Nuovo farmaco per l’epilessia in Italia, novità in Europa e negli Usa

L’Aifa ha concesso la rimborsabilità in classe A per eslicarbazepina (Zebinix di Eisai) per il trattamento dell’epilessia parziale: da somministrare una volta al giorno in aggiunta alla terapia standard, quando questa non elimina completamente la comparsa delle convulsioni. Si tratta di un bloccante dei canali del sodio di terza generazione indicato per crisi generalizzate e non.

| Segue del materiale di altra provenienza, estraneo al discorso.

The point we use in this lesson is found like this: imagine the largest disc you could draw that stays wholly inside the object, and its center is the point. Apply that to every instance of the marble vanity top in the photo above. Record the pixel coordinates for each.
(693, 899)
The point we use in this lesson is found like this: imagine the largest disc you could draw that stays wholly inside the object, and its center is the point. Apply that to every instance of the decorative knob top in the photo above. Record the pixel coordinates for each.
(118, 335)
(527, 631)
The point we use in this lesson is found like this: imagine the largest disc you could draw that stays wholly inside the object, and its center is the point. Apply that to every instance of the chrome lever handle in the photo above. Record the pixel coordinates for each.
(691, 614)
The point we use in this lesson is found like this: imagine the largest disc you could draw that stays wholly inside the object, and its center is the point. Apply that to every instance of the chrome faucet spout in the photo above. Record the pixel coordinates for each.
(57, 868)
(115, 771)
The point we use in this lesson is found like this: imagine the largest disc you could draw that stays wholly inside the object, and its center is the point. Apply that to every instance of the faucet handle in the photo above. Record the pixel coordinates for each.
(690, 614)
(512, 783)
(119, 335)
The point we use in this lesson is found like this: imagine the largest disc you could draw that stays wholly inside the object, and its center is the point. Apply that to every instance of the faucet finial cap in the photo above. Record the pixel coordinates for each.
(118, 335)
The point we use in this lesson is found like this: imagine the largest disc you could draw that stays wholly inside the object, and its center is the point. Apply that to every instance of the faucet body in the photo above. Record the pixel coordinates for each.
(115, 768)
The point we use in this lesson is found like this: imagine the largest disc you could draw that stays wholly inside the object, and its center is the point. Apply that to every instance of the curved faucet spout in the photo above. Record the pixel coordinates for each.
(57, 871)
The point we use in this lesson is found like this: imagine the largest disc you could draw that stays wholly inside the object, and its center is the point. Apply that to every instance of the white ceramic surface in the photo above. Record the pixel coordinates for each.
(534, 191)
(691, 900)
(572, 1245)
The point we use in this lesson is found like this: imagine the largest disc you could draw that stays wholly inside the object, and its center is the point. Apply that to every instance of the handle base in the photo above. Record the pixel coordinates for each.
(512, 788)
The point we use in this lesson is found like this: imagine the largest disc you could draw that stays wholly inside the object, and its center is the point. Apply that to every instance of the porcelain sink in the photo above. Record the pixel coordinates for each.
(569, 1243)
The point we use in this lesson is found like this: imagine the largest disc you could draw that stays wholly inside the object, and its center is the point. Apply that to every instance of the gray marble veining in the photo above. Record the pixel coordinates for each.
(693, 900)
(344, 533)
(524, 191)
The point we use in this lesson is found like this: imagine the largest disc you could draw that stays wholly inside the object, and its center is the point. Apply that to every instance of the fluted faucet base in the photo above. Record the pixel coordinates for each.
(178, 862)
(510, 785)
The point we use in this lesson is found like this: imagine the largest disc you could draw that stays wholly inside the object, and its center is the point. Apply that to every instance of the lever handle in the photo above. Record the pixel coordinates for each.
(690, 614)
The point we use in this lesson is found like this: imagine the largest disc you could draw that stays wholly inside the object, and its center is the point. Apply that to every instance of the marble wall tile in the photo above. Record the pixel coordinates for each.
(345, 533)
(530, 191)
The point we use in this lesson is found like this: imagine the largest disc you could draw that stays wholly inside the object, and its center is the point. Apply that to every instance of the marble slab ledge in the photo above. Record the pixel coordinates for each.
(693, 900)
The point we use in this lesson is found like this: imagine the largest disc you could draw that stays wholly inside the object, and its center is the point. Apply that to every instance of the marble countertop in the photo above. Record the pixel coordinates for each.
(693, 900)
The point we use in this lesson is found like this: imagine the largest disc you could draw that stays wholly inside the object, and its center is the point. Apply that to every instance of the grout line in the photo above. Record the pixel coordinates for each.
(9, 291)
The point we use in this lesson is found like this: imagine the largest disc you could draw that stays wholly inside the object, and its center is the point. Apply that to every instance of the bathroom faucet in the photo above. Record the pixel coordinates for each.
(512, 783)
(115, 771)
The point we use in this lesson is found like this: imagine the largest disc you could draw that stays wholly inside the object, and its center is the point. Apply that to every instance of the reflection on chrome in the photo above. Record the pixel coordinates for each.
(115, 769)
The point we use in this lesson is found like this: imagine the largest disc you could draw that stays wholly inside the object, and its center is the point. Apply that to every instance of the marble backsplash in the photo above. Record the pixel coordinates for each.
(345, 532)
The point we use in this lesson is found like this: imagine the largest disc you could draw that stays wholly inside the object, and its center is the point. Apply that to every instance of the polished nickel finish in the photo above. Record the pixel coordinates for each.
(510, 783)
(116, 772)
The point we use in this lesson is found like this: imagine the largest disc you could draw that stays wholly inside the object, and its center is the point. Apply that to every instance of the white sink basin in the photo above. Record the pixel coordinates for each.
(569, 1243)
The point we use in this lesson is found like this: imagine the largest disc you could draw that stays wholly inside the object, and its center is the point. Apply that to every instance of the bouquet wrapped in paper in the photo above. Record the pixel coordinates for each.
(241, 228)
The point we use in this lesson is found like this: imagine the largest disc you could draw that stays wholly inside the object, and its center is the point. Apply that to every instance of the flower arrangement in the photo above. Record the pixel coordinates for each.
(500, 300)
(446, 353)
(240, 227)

L’Ema ha autorizzato come farmaco orfano l’acido para-aminosalicilico Lucane (di Lucane Pharma) per la terapia della tubercolosi multi-farmacoresistente, insieme ad altri farmaci, negli adulti e nei bambini a partire dei 28 giorni di vita. Il farmaco è formulato in granuli gastroresistenti che favoriscono il transito verso l’intestino riducendo gli effetti collaterali a livello dello stomaco. La posologia media per un adulto è di 3 bustine al giorno per due anni. Negli adolescenti e nei bambini la dose va rapportata al peso corporeo. Autorizzazione centralizzata anche la combinazione di umeclidinium e vilanterolo (Anoro di GlaxoSmithKline e Theravance) per la cura della broncopneumopatia cronica ostruttiva (Bpco), farmaco che unisce un lama (antimuscarinico a lunga durata d’azione) a un laba (beta-agonista a lunga durata d’azione). Il medicinale è indicato come terapia quotidiano per mantenere la broncodilatazione e alleviare I sintomi dei pazienti adulti.

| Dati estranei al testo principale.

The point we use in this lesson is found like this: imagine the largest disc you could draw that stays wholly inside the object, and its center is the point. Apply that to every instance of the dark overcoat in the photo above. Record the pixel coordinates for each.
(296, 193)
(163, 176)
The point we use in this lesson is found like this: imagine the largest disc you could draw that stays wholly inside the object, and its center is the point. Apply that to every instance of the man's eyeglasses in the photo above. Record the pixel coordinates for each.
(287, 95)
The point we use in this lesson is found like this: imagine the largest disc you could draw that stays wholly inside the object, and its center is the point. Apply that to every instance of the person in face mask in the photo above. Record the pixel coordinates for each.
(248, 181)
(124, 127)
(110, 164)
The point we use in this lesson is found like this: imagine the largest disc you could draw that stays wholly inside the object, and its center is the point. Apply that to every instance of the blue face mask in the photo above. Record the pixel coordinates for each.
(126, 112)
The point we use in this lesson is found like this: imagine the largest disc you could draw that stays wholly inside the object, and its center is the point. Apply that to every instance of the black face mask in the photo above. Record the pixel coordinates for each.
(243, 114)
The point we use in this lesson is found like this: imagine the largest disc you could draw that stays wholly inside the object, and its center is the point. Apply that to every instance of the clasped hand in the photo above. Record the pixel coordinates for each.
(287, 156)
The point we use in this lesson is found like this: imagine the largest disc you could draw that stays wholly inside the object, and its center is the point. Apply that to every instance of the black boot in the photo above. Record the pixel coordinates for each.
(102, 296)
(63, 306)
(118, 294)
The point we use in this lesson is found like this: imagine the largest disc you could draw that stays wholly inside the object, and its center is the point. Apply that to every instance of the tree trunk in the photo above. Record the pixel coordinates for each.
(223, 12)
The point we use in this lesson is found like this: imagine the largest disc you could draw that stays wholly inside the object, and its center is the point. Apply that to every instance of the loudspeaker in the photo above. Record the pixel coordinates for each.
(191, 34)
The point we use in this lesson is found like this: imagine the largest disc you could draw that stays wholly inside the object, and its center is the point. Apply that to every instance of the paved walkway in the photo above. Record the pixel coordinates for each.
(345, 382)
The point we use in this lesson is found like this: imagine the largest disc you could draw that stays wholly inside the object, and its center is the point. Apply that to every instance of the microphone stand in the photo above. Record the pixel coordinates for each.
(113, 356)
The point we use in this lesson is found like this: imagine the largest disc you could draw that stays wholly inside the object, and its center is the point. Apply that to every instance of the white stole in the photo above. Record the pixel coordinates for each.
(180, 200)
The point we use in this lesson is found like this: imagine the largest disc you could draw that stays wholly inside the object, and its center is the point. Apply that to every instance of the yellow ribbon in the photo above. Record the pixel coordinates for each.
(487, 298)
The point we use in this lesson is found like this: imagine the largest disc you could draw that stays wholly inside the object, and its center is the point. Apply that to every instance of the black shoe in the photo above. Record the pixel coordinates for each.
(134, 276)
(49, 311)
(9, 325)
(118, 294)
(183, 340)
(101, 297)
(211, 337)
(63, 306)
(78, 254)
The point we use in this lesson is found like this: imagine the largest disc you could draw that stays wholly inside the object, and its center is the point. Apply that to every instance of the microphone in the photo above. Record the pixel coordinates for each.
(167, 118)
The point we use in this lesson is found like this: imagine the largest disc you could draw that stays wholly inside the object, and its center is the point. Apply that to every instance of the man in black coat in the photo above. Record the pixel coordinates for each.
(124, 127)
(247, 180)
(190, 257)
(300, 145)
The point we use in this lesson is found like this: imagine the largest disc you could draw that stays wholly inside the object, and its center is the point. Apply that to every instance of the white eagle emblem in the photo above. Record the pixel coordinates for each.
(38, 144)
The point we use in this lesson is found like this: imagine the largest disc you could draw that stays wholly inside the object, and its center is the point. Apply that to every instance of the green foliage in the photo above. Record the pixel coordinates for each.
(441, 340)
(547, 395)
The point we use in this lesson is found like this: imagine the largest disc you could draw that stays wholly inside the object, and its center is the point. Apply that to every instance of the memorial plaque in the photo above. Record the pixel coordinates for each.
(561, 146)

Negli Usa la Food and drug administration ha autorizzato diversi nuovi medicinali per malattie cardiovascolari. La forma ricombinante del fattore IIIV antiemofilico (Kogenate FS di Bayer) ha ottenuto una nuova indicazione terapeutica: la prevenzione, o la riduzione della frequenza, degli episodi di sanguinamento negli adulti con emofilia A. il farmaco non va usato per la sindrome di von Willebrand ed è controindicato nei soggetti allergici ai roditori. Nuova immissione in commercio per vorapaxar (Zontivity di Merck & Co.) per ridurre il rischio di attacco cardiaco, ictus, morte cardiovascolare e necessità di ricorrere a procedure di riperfusione cardiaca, nei soggetti con precedente infarto o ostruzioni arteriose delle gambe. Il medicinale è il primo antagonista del recettore 1 attivato della proteasi (protease-activated receptor-1 Par-1), comunque un agente antipiastrinico da utilizzare con tutte le precauzioni del caso. Via libera statunitense anche che per gli acidi carbossilici omega-3 (Epanova di AstraZeneca) per il trattamento dell’ipertrigliceridemia: due capsule al giorno da assumere in aggiunta alla dieta, indifferentemente a stomaco pieno o vuoto. Nuova formulazione per omacetaxina mepesuccinato (Synribo) di Teva, il farmaco iniettabile per la cura dei pazienti adulti con leucemia mieloide in fase cronica o aggressiva, che siano resistenti o intolleranti nei confronti di due o più inibitori della tirosina chinasi, si può ora somministrare sottocute. Significa che l’iniezione può essere fatta dal paziente o da un familiare direttamente a casa del malato. Nuova formulazione, liquida, anche per mercaptopurina (Purixan di Rare Disease Therapeutics) da impiegare all’interno di un regime terapeutico per la leucemia linfoblastica acuta. Il medicinale in sospensione orale permette un dosaggio più accurato ed è facilmente somministrabile anche ai bambini. (E.L.)